Friday, March 28, 2008

One week in....



....well I am finally able to say I FEEL better. I have taken my meds like I am supposed too, and yesterday and today are the first days in a LONG time I haven't woken up with a headache. The burning/hive like feeling in my cheeks was minor yesterday and this morning so I know the high BP medicine is working.

You know how they say change is a good thing? Well it is, and sometimes being FORCED to make change is a GREAT thing. I am down 10 lbs this week....10 lbs can you imagine? Everyday I feel better is one step closer to the me I WANT to be.

So today my POSITIVE is that I am going to LIVE, and be HEALTHIER and HAPPIER than I have ever been. Yes I know there will be ups and downs, but I can't wait to watch my kids grow and make them PROUD of me.

Tuesday, March 25, 2008

How the heck does this happen....



I started out the year all "POSITIVE" and well I've done better than expected. EXCEPT somewhere along the line I didn't realize I was depressed (about a TON of things) and my blood pressure was skyrocketing (weight has a huge deal to do with that). Anyway after 6+ months of "SOMETHING" daily being wrong with me I finally listened to my husband and made an appointment.

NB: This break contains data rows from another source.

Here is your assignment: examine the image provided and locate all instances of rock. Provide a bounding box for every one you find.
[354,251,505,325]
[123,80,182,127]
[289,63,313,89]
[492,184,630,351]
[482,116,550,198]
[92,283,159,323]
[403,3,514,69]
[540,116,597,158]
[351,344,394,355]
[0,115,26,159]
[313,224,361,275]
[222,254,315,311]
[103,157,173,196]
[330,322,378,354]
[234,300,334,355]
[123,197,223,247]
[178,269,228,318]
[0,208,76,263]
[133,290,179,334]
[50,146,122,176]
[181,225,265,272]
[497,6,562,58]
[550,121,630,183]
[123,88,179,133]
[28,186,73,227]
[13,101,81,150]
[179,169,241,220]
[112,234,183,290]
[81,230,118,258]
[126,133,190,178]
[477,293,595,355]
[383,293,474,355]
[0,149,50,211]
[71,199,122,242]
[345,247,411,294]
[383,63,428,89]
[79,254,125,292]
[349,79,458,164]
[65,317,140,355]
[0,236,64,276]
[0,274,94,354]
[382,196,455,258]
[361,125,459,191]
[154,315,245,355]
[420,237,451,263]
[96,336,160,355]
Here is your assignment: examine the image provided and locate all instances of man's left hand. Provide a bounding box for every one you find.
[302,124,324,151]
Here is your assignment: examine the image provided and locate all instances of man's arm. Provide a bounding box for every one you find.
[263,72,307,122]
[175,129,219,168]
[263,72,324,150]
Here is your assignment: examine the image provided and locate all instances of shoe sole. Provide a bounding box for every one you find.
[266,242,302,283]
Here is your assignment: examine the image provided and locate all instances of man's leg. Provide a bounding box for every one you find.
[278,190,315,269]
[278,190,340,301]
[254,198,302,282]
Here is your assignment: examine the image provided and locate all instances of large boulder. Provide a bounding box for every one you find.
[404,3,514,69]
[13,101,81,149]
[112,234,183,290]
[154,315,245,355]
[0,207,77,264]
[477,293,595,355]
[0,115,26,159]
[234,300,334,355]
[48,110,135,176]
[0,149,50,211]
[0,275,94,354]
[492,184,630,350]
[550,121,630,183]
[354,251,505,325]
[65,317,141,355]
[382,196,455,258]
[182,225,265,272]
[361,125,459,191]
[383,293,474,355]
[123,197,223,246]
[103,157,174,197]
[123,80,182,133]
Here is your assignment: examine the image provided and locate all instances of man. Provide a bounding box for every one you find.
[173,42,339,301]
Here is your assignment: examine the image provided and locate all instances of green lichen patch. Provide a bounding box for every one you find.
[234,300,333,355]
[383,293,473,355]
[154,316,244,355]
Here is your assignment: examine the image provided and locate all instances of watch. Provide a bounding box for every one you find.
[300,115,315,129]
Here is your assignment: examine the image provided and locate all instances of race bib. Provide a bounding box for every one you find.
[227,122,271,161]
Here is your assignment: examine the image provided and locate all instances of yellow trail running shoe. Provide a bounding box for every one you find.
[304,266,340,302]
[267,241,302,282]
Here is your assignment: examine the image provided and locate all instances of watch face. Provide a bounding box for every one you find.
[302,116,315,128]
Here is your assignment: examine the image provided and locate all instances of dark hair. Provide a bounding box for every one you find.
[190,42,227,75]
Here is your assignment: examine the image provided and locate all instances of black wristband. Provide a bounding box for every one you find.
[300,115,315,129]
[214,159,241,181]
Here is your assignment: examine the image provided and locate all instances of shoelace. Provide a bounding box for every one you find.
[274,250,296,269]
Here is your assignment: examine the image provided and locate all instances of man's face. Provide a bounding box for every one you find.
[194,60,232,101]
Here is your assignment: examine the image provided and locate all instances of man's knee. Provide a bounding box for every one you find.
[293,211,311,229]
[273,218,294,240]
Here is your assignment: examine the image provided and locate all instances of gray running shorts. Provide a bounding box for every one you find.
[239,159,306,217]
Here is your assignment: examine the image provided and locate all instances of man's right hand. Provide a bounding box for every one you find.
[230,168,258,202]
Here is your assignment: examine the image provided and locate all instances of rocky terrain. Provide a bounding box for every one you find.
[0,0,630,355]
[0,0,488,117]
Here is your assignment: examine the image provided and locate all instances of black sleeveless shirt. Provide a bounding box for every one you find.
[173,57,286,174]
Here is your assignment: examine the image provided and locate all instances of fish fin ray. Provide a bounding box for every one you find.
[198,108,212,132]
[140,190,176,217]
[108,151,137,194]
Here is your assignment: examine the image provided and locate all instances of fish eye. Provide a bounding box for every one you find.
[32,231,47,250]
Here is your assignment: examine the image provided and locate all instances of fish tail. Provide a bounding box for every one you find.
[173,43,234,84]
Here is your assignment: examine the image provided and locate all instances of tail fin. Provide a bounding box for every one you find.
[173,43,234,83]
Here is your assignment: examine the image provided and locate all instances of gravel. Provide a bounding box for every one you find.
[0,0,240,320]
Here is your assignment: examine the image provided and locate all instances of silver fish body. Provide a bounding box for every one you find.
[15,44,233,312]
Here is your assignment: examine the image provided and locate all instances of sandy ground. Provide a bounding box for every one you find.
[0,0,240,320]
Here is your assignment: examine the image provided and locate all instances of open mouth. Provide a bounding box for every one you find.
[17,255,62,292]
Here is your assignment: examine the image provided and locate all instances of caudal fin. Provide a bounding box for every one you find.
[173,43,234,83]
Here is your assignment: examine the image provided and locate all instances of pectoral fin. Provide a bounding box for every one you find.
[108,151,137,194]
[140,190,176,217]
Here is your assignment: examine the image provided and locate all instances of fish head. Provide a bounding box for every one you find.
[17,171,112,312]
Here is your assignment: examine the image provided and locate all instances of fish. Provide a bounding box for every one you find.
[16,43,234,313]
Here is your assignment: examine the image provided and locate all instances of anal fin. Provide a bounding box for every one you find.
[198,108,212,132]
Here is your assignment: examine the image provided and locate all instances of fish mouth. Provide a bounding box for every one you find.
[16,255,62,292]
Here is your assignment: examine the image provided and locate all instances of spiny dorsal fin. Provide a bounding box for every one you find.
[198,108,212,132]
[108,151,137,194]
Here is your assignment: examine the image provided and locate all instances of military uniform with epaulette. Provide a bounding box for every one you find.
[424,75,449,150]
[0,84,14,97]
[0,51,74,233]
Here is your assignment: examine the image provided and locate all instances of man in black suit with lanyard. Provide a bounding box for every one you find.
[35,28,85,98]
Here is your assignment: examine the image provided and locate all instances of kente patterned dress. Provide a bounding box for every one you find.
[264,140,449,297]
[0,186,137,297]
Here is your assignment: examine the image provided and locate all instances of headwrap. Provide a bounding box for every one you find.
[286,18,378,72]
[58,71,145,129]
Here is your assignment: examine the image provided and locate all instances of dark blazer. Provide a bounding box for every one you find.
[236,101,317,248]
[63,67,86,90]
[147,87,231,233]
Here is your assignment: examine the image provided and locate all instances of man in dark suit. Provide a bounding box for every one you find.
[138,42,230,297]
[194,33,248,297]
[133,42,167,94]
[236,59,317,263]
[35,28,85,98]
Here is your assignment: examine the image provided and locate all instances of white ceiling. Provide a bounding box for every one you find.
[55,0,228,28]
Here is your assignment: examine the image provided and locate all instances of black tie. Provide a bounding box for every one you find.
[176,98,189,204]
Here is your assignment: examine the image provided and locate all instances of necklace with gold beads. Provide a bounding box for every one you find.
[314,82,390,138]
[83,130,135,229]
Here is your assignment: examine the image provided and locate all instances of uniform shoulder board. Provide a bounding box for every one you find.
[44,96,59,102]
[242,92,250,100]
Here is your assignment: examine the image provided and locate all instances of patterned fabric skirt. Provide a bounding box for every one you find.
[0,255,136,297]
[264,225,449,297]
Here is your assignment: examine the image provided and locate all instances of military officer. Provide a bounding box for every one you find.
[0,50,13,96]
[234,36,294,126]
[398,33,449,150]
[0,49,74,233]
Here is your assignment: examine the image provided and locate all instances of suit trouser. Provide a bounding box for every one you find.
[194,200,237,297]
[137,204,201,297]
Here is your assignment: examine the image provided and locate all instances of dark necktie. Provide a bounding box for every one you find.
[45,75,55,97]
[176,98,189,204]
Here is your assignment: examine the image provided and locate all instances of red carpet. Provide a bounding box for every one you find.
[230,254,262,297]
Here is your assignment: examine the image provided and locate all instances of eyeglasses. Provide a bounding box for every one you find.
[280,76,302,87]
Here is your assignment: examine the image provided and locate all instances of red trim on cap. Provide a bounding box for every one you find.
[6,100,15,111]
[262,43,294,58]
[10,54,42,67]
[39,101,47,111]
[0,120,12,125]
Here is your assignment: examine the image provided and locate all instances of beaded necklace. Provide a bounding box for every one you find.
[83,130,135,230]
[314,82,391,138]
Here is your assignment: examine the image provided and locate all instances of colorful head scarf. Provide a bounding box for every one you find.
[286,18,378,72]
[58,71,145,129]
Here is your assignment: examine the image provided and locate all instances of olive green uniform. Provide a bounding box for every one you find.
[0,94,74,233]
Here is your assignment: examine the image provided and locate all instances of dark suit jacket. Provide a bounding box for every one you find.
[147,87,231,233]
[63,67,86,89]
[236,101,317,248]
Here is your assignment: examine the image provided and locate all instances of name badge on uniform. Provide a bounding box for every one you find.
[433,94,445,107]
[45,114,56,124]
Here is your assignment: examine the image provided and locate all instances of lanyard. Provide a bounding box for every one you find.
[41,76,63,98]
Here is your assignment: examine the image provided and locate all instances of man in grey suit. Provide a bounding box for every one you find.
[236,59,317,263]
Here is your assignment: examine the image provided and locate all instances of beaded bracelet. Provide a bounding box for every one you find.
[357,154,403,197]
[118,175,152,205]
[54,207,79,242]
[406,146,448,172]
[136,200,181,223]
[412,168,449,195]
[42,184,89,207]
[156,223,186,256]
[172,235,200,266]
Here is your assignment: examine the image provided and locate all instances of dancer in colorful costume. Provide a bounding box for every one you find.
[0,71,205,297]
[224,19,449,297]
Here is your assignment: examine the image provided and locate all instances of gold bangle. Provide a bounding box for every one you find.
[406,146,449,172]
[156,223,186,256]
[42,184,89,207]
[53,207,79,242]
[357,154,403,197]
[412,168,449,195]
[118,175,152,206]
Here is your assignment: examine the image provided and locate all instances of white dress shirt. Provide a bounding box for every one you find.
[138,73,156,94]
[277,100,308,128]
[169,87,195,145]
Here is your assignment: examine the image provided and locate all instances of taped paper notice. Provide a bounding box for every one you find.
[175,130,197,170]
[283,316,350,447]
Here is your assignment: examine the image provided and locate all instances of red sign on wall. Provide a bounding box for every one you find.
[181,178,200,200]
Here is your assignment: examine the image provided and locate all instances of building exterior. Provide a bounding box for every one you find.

I hate going to the DR's for any reason...I guess I view it as "theres something wrong with me" Anyway on Easter Sunday I had some numbing/heavy feeling in my left cheek. I of course went into the Dr and now I am on meds to help with EVERYTHING. Do you know what though? The things I didn't stress about before I do now....I mean am I taking the meds right? I'm not gonna stroke out because of the blood pressure am I? So that's not helping is it LOL.

Today is day 2 (2nd pill officially LOL) on my BP meds and when I get them into my system I DO feel better. I know it will take awhile for the celexia (Happy/Nerve pills again) to kick in but how come I can't get around the "I'm not really gonna die" thought...holy shit to actually THINK you are facing the END not only creates more stress but makes you think of EVERYTHING you haven't said or want to say.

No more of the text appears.